In [0]:
from pyspark.ml.classification import DecisionTreeClassificationModel
from pyspark.ml.evaluation import MulticlassClassificationEvaluator
import pandas as pd
import seaborn as sns
import matplotlib.pyplot as plt

# 1. Load the Best Model and Test Data
model = DecisionTreeClassificationModel.load("/Volumes/workspace/default/uk_land_registry/models/best_dt_model")
test_data = spark.read.parquet("/Volumes/workspace/default/uk_land_registry/silver_engineered_parquet")

# 2. Generate Predictions
predictions = model.transform(test_data)

# 3. Calculate Key Metrics (Requirement 4a)
evaluator = MulticlassClassificationEvaluator(labelCol="type_label", predictionCol="prediction")

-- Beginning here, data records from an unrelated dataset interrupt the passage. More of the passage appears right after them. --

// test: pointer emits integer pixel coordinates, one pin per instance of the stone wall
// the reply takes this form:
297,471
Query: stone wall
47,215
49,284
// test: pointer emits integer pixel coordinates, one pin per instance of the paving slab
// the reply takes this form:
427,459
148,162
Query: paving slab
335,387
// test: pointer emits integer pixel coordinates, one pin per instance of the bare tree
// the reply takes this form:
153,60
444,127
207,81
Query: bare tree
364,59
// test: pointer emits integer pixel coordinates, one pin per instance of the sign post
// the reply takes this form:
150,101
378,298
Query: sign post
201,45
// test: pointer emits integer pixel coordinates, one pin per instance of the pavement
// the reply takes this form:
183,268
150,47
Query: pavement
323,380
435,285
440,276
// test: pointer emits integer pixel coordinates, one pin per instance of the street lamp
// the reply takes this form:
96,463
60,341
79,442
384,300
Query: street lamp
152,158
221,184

accuracy = evaluator.evaluate(predictions, {evaluator.metricName: "accuracy"})
weightedPrecision = evaluator.evaluate(predictions, {evaluator.metricName: "weightedPrecision"})
weightedRecall = evaluator.evaluate(predictions, {evaluator.metricName: "weightedRecall"})

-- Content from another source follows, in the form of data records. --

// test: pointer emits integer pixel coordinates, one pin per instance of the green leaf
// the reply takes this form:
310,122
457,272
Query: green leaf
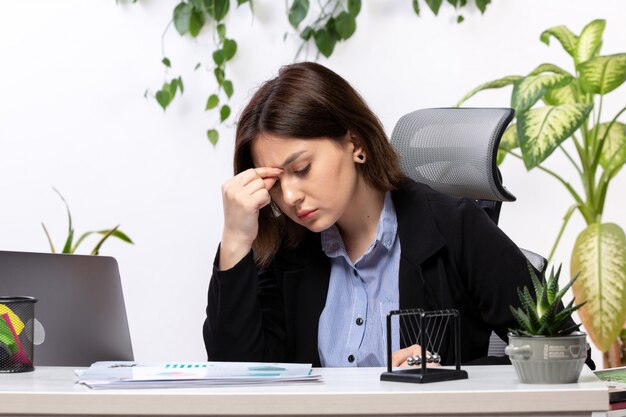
508,142
549,68
590,41
217,9
563,95
416,7
482,5
307,33
325,42
96,250
224,112
600,256
499,83
298,11
528,90
613,154
540,131
212,102
163,98
116,232
221,31
182,15
228,88
49,238
196,21
568,40
434,5
213,136
354,7
521,318
603,74
229,48
70,229
218,57
345,25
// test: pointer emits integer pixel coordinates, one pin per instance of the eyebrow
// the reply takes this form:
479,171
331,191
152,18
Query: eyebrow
291,158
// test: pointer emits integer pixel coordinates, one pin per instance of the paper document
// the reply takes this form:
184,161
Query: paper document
116,375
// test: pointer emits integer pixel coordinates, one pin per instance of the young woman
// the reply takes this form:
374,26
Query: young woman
324,235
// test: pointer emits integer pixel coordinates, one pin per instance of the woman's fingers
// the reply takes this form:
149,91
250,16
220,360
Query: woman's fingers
407,356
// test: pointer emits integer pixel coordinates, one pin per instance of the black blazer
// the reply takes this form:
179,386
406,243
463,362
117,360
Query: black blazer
452,256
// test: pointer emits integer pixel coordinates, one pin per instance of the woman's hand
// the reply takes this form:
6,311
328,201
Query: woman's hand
243,196
400,357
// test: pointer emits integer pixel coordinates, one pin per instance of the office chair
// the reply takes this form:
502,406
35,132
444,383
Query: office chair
454,150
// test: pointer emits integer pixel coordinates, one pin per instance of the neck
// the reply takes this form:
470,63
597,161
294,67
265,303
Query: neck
358,226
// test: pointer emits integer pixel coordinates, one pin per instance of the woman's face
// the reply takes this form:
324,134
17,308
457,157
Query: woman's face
319,178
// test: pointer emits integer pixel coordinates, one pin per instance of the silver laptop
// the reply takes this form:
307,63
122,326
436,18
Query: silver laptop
80,305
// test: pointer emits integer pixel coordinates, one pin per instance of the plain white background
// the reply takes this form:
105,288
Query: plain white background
73,116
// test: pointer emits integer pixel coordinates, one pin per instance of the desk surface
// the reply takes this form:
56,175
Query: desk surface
489,389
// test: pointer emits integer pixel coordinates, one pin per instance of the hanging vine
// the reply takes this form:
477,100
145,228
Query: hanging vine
332,21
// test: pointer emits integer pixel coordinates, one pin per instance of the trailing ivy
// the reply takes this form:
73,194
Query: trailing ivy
190,17
332,22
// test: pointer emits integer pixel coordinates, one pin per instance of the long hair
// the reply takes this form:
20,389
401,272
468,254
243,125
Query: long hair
307,100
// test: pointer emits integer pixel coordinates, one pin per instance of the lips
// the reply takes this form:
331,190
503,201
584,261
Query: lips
305,214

print(f"Model Accuracy: {accuracy:.4f}")
print(f"Weighted Precision: {weightedPrecision:.4f}")
print(f"Weighted Recall: {weightedRecall:.4f}")

# 4. Feature Importance (Requirement 2a - 'Feature Importance Plots')
# This shows which variable had the most 'Information Gain' (Entropy reduction)
importance = model.featureImportances
print(f"Feature Importance (Price vs Categories): {importance}")

# 5. Export Final Gold Data for Dashboard 2 (Model Performance)
# We export a sample of predictions so Tableau can show the 'Confusion'
gold_evaluation = predictions.select("Price", "type_label", "prediction").limit(100000)
gold_evaluation.coalesce(1).write.mode("overwrite").option("header", "true").csv("/Volumes/workspace/default/uk_land_registry/gold_model_performance")

print("Notebook 4 Complete: Metrics calculated and Gold Layer 2 exported.")

Model Accuracy: 0.3725
Weighted Precision: 0.3037
Weighted Recall: 0.3725
Feature Importance (Price vs Categories): (1,[0],[1.0])
Notebook 4 Complete: Metrics calculated and Gold Layer 2 exported.